In tanti abbiamo passato qualche momento buio nelle nostre vite. Forse anche tu ti sei trovato a terra in qualche momento. Sono diversi i momenti della vita che ci possono stendere con un pugno. Dall’adolescenza al liceo fino all’università. Dal primo lavoro stressante e sottopagato fino alla pensione. Passando per tutti gli eventi che ci legano agli altri che possono diventare amici o amanti e ci possono lasciare.

La terapia psicoterapeutica funziona?

Uno dei dubbi che è sempre presente in molti che sono incuriositi dalla psicoterapia è quanto funzioni. Siamo abituati ad andare in ospedale o dal dentista quando abbiamo un problema al corpo. Ma quando ci duole qualcosa che non si vede? È difficile dare fiducia a un mestiere con meno storia e meno certezze rispetto a quello del medico.

Uno dei motivi per cui sappiamo che la medicina funziona è perché dietro c’è la scienza. Ma cosa c’è dietro alla psicoterapia? Questo dipende dalla psicoterapia ma in Italia si sta diffondendo un approccio che nasce proprio dalla scienza. Si tratta infatti di una psicoterapia con meno teorie e più pratiche, che nasce dalla ricerca e misura i risultati che raggiunge. Psicoterapia Scientifica è uno dei portali di riferimento che sta diffondendo questo approccio anche in Italia.

Cos’è la psicoterapia

La parola “psicoterapia” deriva dal greco “cura dell’anima”. E’ un pratica terapeutica che nasce dalla psichiatria ma oggi si differenzia perché non usa farmaci. La psicoterapia si occupa sia della cura dei disturbi psicologici che della promozione del benessere della persona. Il suo  obiettivo sono tanto i sintomi quanto il potenziamento.

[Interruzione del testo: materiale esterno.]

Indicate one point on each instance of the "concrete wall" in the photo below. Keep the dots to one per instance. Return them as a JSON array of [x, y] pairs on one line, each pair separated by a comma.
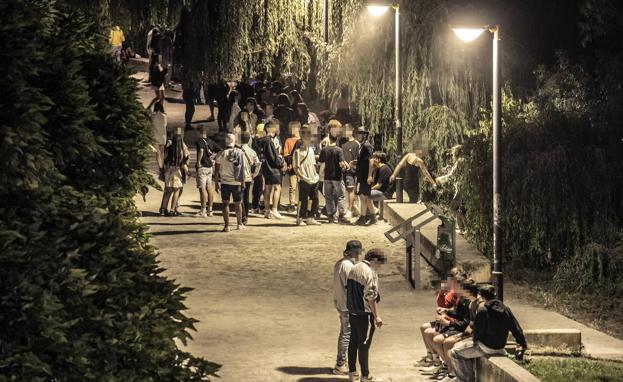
[[502, 369]]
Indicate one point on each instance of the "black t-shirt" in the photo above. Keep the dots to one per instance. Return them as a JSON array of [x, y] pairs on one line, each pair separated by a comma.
[[209, 147], [363, 162], [351, 151], [381, 176], [331, 156]]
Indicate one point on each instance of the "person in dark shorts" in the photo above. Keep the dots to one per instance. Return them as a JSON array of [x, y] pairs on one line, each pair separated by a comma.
[[272, 166], [362, 297], [364, 175], [351, 152], [229, 178]]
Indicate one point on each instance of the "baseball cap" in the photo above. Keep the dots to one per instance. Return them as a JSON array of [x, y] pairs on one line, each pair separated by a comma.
[[353, 246]]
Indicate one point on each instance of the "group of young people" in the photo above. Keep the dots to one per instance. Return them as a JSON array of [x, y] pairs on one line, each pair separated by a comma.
[[470, 323]]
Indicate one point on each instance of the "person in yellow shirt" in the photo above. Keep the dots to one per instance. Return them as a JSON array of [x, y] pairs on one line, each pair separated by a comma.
[[116, 40]]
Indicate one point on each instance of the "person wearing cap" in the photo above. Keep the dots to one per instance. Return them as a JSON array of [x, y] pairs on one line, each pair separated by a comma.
[[340, 280], [492, 324], [362, 297], [364, 176], [229, 178]]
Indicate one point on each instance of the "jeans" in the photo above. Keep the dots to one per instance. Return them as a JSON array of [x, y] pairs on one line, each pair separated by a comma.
[[306, 192], [245, 200], [377, 196], [258, 190], [292, 180], [334, 191], [361, 332], [343, 338], [464, 354]]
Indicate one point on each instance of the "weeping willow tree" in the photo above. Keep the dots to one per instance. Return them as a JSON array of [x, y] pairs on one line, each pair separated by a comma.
[[437, 71]]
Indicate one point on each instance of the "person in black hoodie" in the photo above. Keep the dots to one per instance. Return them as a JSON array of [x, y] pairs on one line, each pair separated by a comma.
[[492, 323]]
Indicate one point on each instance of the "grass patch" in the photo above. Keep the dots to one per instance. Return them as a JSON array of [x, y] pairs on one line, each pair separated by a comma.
[[575, 369]]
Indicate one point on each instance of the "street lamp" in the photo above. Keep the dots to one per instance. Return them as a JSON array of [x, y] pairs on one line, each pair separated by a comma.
[[468, 34], [379, 9]]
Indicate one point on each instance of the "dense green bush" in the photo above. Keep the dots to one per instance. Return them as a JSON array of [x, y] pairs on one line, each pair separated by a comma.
[[82, 297]]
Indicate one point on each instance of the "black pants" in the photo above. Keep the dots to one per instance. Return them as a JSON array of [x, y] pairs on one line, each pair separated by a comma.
[[246, 200], [361, 332], [190, 112], [258, 190], [308, 191]]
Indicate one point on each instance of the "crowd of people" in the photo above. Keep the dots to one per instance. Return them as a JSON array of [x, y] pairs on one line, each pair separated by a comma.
[[470, 322]]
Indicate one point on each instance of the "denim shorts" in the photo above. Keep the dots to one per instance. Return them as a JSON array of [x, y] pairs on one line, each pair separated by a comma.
[[230, 190]]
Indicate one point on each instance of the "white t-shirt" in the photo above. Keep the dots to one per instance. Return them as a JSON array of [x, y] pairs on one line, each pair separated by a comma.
[[305, 161], [159, 121], [229, 161]]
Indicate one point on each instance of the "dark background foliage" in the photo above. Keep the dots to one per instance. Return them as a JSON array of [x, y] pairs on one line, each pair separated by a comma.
[[81, 293]]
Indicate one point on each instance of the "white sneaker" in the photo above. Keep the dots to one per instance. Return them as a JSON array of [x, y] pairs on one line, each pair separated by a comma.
[[370, 378], [340, 369]]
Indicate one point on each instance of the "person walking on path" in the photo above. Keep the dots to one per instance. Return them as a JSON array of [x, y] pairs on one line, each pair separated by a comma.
[[364, 176], [271, 169], [333, 158], [362, 297], [229, 178], [206, 151], [288, 151], [304, 165], [252, 168], [492, 324], [341, 271]]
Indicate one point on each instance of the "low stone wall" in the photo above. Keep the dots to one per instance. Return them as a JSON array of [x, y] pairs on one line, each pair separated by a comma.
[[502, 369]]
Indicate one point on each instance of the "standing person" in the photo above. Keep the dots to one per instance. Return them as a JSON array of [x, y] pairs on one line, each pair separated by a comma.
[[288, 151], [285, 115], [229, 178], [252, 168], [158, 72], [258, 182], [341, 269], [362, 296], [206, 151], [271, 169], [159, 122], [351, 152], [492, 323], [188, 95], [175, 164], [221, 102], [364, 176], [116, 40], [304, 165], [333, 158], [233, 109], [382, 188]]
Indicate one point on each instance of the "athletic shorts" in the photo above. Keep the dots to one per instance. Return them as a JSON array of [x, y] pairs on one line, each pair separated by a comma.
[[349, 180], [272, 177], [233, 191], [204, 177], [363, 188]]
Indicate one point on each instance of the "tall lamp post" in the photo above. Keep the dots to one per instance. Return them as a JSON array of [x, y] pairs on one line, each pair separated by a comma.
[[468, 34], [378, 9]]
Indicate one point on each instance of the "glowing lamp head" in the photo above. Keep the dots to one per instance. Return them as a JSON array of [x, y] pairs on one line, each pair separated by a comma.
[[468, 34], [377, 10]]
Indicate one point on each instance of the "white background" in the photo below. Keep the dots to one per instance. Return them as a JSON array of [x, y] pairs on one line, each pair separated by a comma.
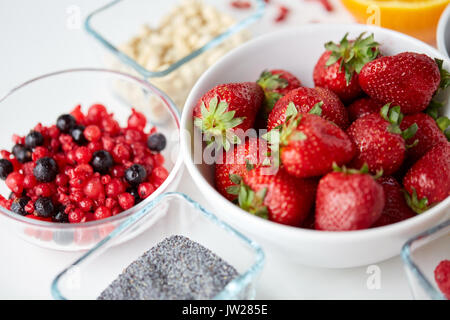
[[35, 39]]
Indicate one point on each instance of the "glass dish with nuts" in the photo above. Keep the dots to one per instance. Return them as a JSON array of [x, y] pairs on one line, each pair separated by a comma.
[[171, 43]]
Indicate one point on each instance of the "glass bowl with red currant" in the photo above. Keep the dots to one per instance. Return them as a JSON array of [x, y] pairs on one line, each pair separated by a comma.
[[78, 156]]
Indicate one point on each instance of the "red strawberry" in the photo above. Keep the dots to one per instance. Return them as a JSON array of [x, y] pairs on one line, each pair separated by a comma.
[[362, 107], [407, 79], [395, 209], [379, 140], [442, 277], [237, 162], [348, 200], [225, 108], [428, 134], [428, 180], [309, 145], [276, 84], [278, 196], [338, 67], [305, 99]]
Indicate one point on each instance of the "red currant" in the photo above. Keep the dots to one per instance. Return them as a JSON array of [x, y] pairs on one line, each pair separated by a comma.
[[126, 200], [102, 213]]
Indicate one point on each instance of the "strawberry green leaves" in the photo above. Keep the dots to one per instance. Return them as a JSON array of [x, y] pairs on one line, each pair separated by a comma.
[[216, 123], [394, 116], [270, 82], [443, 122], [353, 55], [418, 205], [445, 75], [248, 199], [364, 170], [286, 132]]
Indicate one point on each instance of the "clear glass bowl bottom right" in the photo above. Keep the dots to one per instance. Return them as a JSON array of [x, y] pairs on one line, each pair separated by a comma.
[[421, 255]]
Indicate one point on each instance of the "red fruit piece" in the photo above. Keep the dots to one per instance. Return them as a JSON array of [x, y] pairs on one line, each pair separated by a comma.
[[428, 180], [283, 13], [339, 66], [278, 196], [238, 161], [137, 120], [407, 79], [348, 200], [304, 100], [240, 4], [309, 144], [14, 181], [428, 135], [362, 107], [379, 140], [226, 108], [276, 84], [395, 209], [442, 277]]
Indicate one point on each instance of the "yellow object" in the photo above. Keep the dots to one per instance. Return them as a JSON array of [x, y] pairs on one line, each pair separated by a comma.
[[418, 18]]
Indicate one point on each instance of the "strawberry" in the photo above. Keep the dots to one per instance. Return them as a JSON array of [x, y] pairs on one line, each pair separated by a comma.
[[348, 199], [338, 67], [428, 134], [308, 145], [226, 108], [276, 84], [407, 79], [363, 107], [278, 196], [442, 277], [237, 161], [395, 209], [305, 99], [428, 180], [379, 140]]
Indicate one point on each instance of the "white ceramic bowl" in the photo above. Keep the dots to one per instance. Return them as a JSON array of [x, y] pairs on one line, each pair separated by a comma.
[[443, 32], [297, 50]]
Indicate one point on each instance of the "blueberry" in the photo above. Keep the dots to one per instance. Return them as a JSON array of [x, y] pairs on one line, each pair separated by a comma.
[[34, 139], [102, 161], [135, 175], [78, 135], [133, 191], [156, 142], [61, 216], [44, 207], [6, 168], [66, 123], [46, 169], [22, 153], [18, 205]]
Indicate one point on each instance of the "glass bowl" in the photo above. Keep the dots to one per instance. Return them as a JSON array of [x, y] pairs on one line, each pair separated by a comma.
[[170, 214], [177, 77], [421, 255], [43, 99]]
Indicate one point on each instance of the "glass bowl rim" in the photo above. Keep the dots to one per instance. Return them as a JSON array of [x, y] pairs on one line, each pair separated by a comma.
[[409, 262], [228, 292], [169, 105], [124, 58]]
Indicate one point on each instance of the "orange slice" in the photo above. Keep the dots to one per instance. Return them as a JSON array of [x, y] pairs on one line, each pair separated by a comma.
[[418, 18]]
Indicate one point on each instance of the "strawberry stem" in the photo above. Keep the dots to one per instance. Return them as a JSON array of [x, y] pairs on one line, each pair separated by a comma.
[[353, 55], [217, 123], [270, 82], [416, 204]]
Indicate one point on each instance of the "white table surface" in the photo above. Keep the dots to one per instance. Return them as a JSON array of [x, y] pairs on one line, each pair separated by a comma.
[[35, 39]]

La psicoterapia utilizza il colloquio e altre tecniche a seconda dell’approccio. Di seguito vedremo i principali approcci oggi noti.

Psicoterapia: in cosa consiste?

Vi sono molti diversi tipi teorici di psicoterapia:

  • Psicoterapia psicoanalitica (o psicodinamica)
  • Psicoterapia cognitivo-comportamentale
  • Psicoterapia adleriana
  • Psicoterapia sistemico-relazionale
  • Psicoterapia psicosintetica
  • Psicoterapia ericksoniana
  • Psicoterapia funzionale
  • Psicoterapia transpersonale
  • Psicoterapia corporea
  • Psicoterapia umanistica
  • Psicoterapia della Gestalt
  • Psicoterapia bioenergetica

Per la loro diffusione oggi 1/3 degli psicologi lavorano con la terapia psicoanalitica, 1/3 con la psicoterapia cognitivo-comportamentale e tutte le restanti scuole sommate assieme rappresentano il restante 1/3.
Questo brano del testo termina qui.